Jimmy Carter was and is a good man. A moral one. When he failed, he took responsibility. When he succeeded, he focused on what remained to be done. He led the country with principle. He believed doing what he thought was right, regardless of what consequences it might have on his political career. He cared about the citizens of the world, not just the United States. I don’t agree with everything he did. Part of that is that I have the benefit of hindsight and I know the consequences of some of those decisions. Part of it is a disagreement on policy. But I would never suggest he’s anything other than a decent person because for decades now, he’s demonstrated that he cares about improving the world we live in. He thought about his decisions and cared more about peace than the perception of strength.
I want that honesty today. I wish that there was someone out there in politics with that fundamental goodness, someone that appeals to our better angels. To me, that is inspiration. Not meaningless platitudes and lofty speeches, not scapegoating and misdirection. A president that remembers he is supposed to be a public servant. A president that acknowledges that this country is far from perfect, and that we can’t make it better.
Carter left office and became a citizen that uses his voice, his time, and his labour to draw attention to worthy causes and contribute to helping people in need. It’s a good reminder. Most of us will never become president or go into politics at all. We won’t have the ability to reach nearly as many people. But we can still help in our small way, and together, we can make a difference. We can become better people, and we can make the world a better place.

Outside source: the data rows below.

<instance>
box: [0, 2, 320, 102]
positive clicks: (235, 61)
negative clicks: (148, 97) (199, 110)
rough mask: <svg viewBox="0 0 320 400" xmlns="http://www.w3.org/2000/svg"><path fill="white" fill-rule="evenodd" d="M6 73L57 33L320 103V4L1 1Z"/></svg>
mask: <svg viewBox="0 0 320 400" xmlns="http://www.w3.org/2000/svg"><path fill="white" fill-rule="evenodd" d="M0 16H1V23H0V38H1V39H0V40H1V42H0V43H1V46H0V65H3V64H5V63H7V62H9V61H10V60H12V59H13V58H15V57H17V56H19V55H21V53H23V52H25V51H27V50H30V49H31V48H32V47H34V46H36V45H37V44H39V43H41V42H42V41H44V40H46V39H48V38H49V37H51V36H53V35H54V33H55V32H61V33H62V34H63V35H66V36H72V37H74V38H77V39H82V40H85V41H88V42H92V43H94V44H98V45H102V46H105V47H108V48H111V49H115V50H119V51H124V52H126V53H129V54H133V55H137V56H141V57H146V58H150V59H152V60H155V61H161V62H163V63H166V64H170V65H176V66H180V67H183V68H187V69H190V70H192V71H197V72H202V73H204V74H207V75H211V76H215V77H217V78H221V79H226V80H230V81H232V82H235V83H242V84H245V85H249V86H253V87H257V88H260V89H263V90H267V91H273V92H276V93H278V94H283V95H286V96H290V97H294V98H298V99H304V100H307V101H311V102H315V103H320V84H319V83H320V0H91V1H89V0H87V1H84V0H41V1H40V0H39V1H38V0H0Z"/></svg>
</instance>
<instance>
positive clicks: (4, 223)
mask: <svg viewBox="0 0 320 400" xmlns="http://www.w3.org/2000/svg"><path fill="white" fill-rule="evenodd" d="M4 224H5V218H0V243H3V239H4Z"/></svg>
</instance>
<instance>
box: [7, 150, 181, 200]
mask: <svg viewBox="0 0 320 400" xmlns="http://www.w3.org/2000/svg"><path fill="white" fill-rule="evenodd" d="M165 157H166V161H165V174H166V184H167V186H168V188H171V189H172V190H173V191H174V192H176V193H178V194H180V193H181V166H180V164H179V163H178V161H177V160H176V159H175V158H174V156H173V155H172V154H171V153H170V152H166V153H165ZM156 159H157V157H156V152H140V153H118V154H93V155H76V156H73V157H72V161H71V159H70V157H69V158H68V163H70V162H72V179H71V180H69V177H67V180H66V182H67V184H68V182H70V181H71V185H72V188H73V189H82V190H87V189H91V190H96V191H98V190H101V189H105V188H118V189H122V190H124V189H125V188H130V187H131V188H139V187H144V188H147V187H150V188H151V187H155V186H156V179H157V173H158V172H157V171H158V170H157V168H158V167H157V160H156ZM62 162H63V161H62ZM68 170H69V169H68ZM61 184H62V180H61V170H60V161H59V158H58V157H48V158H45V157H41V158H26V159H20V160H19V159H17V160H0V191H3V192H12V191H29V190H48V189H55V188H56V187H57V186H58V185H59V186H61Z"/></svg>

It makes me feel better to remember there are Jimmy Carters out there. The world is a scary place. So often, politicians astound me with how far they can stretch a lack of compassion. Every time I think that there’s nothing anyone can say or do that’ll surprise me anymore, they prove me wrong. But then I remember that there are people like Carter, blasted for naivety and being overly idealistic, and I smile, because the world still has decent people. We should all aspire to be even a little bit more like them.